What is the grad_outputs kwarg in autograd.grad?

I am having trouble understanding exactly what this line means in the docs

grad_outputs (sequence of Tensor) – The “vector” in the Jacobian-vector product. Usually gradients w.r.t. each output. None values can be specified for scalar Tensors or ones that don’t require grad. If a None value would be acceptable for all grad_tensors, then this argument is optional. Default: None.

I see this thread which partially explains it (None is equivalent to passing in torch.ones(...) of the proper size) but I still don’t really understand what it is for or what it should be used for.

Any input? Thanks

1 Like

Hi,

None is equivalent to passing in torch.ones(...) of the proper size

This is only true for an output with a single element!

Otherwise, you can see these outputs as providing dL/dout (where L is your loss) so that the autograd can compute dL/dw (where w are the parameters for which you want the gradients) as dL/dw = dL/dout * dout/dw.

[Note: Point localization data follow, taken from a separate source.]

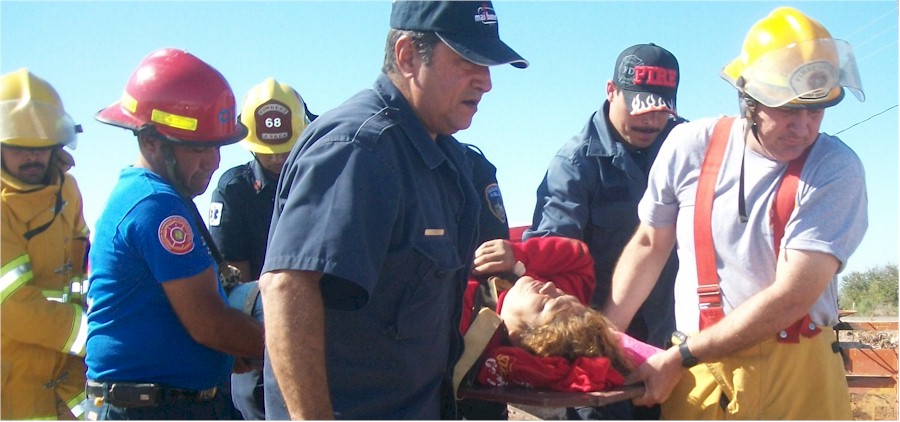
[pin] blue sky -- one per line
(331, 50)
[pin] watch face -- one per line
(687, 359)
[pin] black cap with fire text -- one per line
(648, 76)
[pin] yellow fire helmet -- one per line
(790, 59)
(275, 114)
(32, 114)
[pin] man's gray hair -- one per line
(423, 41)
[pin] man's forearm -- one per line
(636, 272)
(801, 278)
(295, 338)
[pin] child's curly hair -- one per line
(577, 332)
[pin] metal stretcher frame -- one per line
(546, 398)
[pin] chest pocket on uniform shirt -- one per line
(621, 215)
(429, 297)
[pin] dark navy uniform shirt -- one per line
(240, 212)
(492, 222)
(590, 192)
(389, 217)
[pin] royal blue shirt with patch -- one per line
(145, 237)
(385, 212)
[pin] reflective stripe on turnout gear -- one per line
(13, 275)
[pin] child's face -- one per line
(531, 303)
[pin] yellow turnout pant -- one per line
(770, 380)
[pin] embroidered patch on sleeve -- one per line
(175, 235)
(215, 213)
(495, 199)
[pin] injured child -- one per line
(549, 338)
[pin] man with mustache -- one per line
(44, 243)
(161, 338)
(374, 229)
(594, 182)
(766, 210)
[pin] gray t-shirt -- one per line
(830, 216)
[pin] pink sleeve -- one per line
(636, 350)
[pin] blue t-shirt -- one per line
(145, 237)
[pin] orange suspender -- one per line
(708, 288)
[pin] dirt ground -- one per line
(876, 404)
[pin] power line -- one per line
(866, 120)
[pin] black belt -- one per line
(131, 394)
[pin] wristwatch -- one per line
(687, 359)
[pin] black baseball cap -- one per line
(648, 76)
(468, 27)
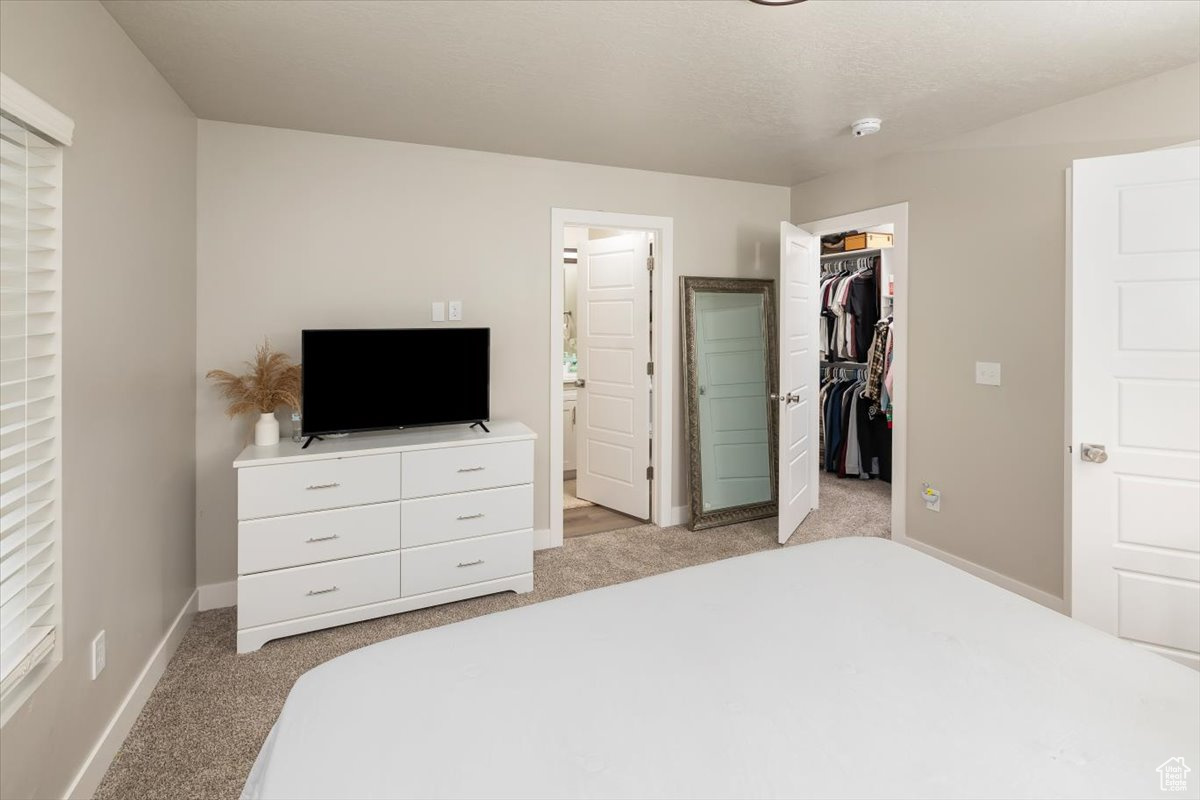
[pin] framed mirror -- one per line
(729, 332)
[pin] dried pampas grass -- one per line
(273, 382)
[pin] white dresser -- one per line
(370, 525)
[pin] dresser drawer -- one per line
(467, 468)
(316, 485)
(471, 560)
(449, 517)
(306, 590)
(277, 542)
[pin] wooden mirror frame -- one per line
(689, 287)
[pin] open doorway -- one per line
(862, 373)
(607, 334)
(612, 337)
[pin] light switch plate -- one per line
(99, 655)
(988, 373)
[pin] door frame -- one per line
(895, 215)
(663, 417)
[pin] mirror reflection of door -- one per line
(731, 364)
(730, 380)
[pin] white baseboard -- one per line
(219, 595)
(1002, 581)
(88, 780)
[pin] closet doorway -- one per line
(611, 419)
(862, 278)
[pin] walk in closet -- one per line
(857, 349)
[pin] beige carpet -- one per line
(201, 731)
(570, 500)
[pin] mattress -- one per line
(846, 668)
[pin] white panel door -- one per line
(799, 274)
(613, 402)
(1135, 392)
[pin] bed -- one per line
(853, 667)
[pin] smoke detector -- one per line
(867, 127)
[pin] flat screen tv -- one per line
(393, 378)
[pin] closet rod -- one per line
(850, 254)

Another way to see this as mentioned in the doc is that autograd only computes a vector matrix product between a vector v and the Jacobian of the function. grad_outputs allow you to specifiy this vector v.

Thanks for your answer, so the vector passed in will not be mutated, but it will have an effect on the final gradients that come out of the grad function?

Is there a simple use case to illustrate why someone would need this?

In most cases, you can do without it, but for example, you can replace:

loss = l1 + 2 * l2
autograd.grad(loss, inp)

by

autograd.grad((l1, l2), inp, grad_outputs=(torch.ones_like(l1), 2 * torch.ones_like(l2))

Which is going to be slightly faster.
Also some algorithms require you to compute x * J for some x. You can avoid having to compute the full Jacobian J by simply providing x as a grad_output.

3 Likes

Thanks for the help. Just one more thing. It seems that by the code you posted, passing in torch.ones(...) will not have a material affect on the final outcome, right? seems like that conflicts with the comment about a single element, but I am not sure

I assume above that l1 and l2 are scalar value! Sorry :smiley:
I just use ones_like() to get a Tensor with a 1 on the right device and with the right dtype.

1 Like

this example really useful for me to understand the grad_outputs argument, I think it could be added to the document of autograd to help more people like me

Thanks for that answer, I would add that torch.ones could be seen as the derivative of the identity map, in this way the backward differentiation can be initialized. It acts as a seed in some sense !